Paulo Silva, CEO Walmart.comVolume de venda e rentabilidade
Oferecer uma melhor experiência ao consumidor é o foco de todos os varejistas, mas, naturalmente, a busca maior é por resultados. Em tempos de economia instável e consumo desaquecido, é preciso ter um programa bem definido para que não haja desperdícios com ações sem retorno. O mesmo vale para os períodos promocionais. "Estamos trabalhando para ter uma Black Friday cada vez mais sustentável. Nosso planejamento visa não só aumentar o volume de vendas, mas ter a melhor margem possível, o que também rentabilidade", pontua Paulo Silva, CEO Walmart.com, em entrevista ao Mundo do Marketing.

Para chegar no patamar esperado, a Walmart.com focou em sortimento mais inteligente de produtos, estabeleceu parceria com os vendedores que atuam no marketplace, trabalhou a logística de maneira mais eficaz para garantir a venda. "Nem todo produto tem o mesmo prazo e temos muito claro qual é a expectativa do consumidor em relação a suas compras e a entrega. Coordenamos toda a área de logística e suply chain para fazer parte do processo da venda sustentável. Isso vem trazendo resultados muito expressivos na rentabilidade da companhia", acrescenta Silva.

Entender as reais intenções do consumidor dará ao varejo uma consciência do sortimento adequado a ser oferecido, evitando desperdícios. "O consumidor está mais seletivo. Uma pesquisa interna mostrou que muitas vezes ele está disposto a pagar mais caro se tiver certeza de que aquele é o melhor produto para atender às necessidades e que tenha a durabilidade esperada. Como o poder aquisitivo está mais restrito, as pessoas estão mais cuidadosas neste processo", comenta o CEO Walmart.com.

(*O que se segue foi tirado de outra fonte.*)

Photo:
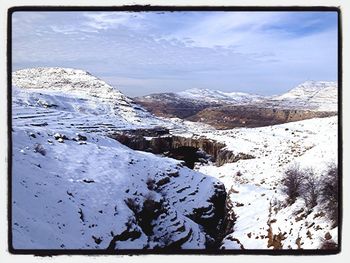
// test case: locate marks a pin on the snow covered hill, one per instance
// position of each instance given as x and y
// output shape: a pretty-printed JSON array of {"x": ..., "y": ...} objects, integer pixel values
[
  {"x": 215, "y": 96},
  {"x": 75, "y": 92},
  {"x": 318, "y": 95},
  {"x": 76, "y": 188},
  {"x": 255, "y": 190}
]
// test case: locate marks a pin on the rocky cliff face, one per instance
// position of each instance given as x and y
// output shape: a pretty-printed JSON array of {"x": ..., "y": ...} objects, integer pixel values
[
  {"x": 229, "y": 117},
  {"x": 188, "y": 149}
]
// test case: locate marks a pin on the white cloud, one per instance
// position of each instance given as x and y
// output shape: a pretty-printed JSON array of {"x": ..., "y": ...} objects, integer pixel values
[{"x": 105, "y": 20}]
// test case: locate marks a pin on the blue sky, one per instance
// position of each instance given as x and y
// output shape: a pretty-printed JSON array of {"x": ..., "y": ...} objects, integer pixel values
[{"x": 148, "y": 52}]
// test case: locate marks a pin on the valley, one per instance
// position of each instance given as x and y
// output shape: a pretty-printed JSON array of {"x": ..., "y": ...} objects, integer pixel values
[{"x": 94, "y": 169}]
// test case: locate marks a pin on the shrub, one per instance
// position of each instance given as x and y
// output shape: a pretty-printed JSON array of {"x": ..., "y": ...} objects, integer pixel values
[
  {"x": 329, "y": 245},
  {"x": 292, "y": 181},
  {"x": 311, "y": 188},
  {"x": 39, "y": 149},
  {"x": 329, "y": 192}
]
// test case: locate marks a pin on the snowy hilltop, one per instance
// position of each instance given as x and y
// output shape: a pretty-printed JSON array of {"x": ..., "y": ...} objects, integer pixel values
[
  {"x": 320, "y": 95},
  {"x": 76, "y": 188},
  {"x": 91, "y": 169}
]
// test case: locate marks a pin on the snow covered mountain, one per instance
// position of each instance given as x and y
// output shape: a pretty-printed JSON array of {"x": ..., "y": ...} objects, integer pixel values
[
  {"x": 236, "y": 109},
  {"x": 255, "y": 190},
  {"x": 76, "y": 92},
  {"x": 215, "y": 96},
  {"x": 318, "y": 95},
  {"x": 76, "y": 188}
]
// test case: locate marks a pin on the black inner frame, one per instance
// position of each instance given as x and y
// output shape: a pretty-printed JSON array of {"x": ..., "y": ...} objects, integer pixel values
[{"x": 150, "y": 8}]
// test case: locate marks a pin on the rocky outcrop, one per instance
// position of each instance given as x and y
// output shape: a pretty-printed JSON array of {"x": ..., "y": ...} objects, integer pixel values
[
  {"x": 190, "y": 150},
  {"x": 226, "y": 156},
  {"x": 229, "y": 117},
  {"x": 171, "y": 105}
]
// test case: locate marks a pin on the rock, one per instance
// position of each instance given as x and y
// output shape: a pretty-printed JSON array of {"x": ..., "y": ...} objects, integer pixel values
[{"x": 327, "y": 236}]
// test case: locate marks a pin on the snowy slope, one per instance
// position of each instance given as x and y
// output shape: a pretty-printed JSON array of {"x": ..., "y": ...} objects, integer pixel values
[
  {"x": 254, "y": 185},
  {"x": 76, "y": 188},
  {"x": 215, "y": 96},
  {"x": 75, "y": 91},
  {"x": 73, "y": 195},
  {"x": 319, "y": 95},
  {"x": 310, "y": 95}
]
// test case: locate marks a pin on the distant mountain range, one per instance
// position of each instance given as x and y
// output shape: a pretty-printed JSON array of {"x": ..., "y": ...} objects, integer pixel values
[{"x": 228, "y": 110}]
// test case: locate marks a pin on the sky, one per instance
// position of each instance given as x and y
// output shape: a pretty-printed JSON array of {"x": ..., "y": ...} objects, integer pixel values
[{"x": 141, "y": 53}]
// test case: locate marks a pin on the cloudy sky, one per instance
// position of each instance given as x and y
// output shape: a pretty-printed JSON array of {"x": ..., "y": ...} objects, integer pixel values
[{"x": 148, "y": 52}]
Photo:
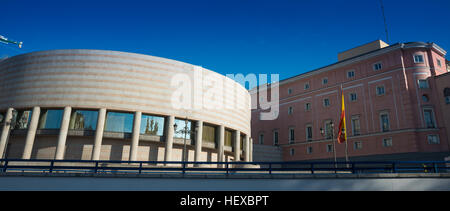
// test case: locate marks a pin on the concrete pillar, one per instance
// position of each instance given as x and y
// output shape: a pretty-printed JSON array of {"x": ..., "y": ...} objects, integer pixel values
[
  {"x": 220, "y": 149},
  {"x": 198, "y": 141},
  {"x": 99, "y": 134},
  {"x": 246, "y": 148},
  {"x": 169, "y": 138},
  {"x": 5, "y": 131},
  {"x": 135, "y": 137},
  {"x": 61, "y": 147},
  {"x": 237, "y": 145},
  {"x": 31, "y": 134}
]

Diego Carmona, Diretor Executivo e CVO do Lead LoversAtraindo o público
Para conquistar esses consumidores mais exigentes, as empresas devem pensar em estratégias de comunicação mais assertivas que os envolva nos mais diversos ambientes. Falar sobre o tema com antecedência ajuda a ampliar a audiência e cria desejo no shopper, um dos caminhos é apostar no Marketing de relacionamento. "É muito importante iniciar uma conversa com a audiência, promover a interação e segmentar o público para entregar o que ele realmente quer. Estimular o cadastro de e-mails para receber as ofertas também é uma boa estratégia", afirma Diego Carmona, Diretor Executivo e CVO do Lead Lovers, em entrevista ao Mundo do Marketing.

Começar a impactar o consumidor com anúncios sobre as ofertas com antecedência é importante, mas deve-se ter atenção para que não seja muito cedo e isso levar ao esquecimento. "A duas semanas para a data tende a ser um bom período para impactar o consumidor com as ações. Muito antes ele pode não dar muita importância e muito tarde as ação pode perder a efetividade", pondera Carmona.

Muitas marcas já começaram a colocar suas campanhas no ar para atrair o shopper. Na tentativa de ampliar o período promocional e garantir bons lucros, algumas estabeleceram o mês inteiro de promoções. Fato é que a oportunidade está lançada para os dois lados, marcas e consumidores, e, em tempos de crise e consumo consciente todos dois podem sair lucrando, basta se organizar para isso.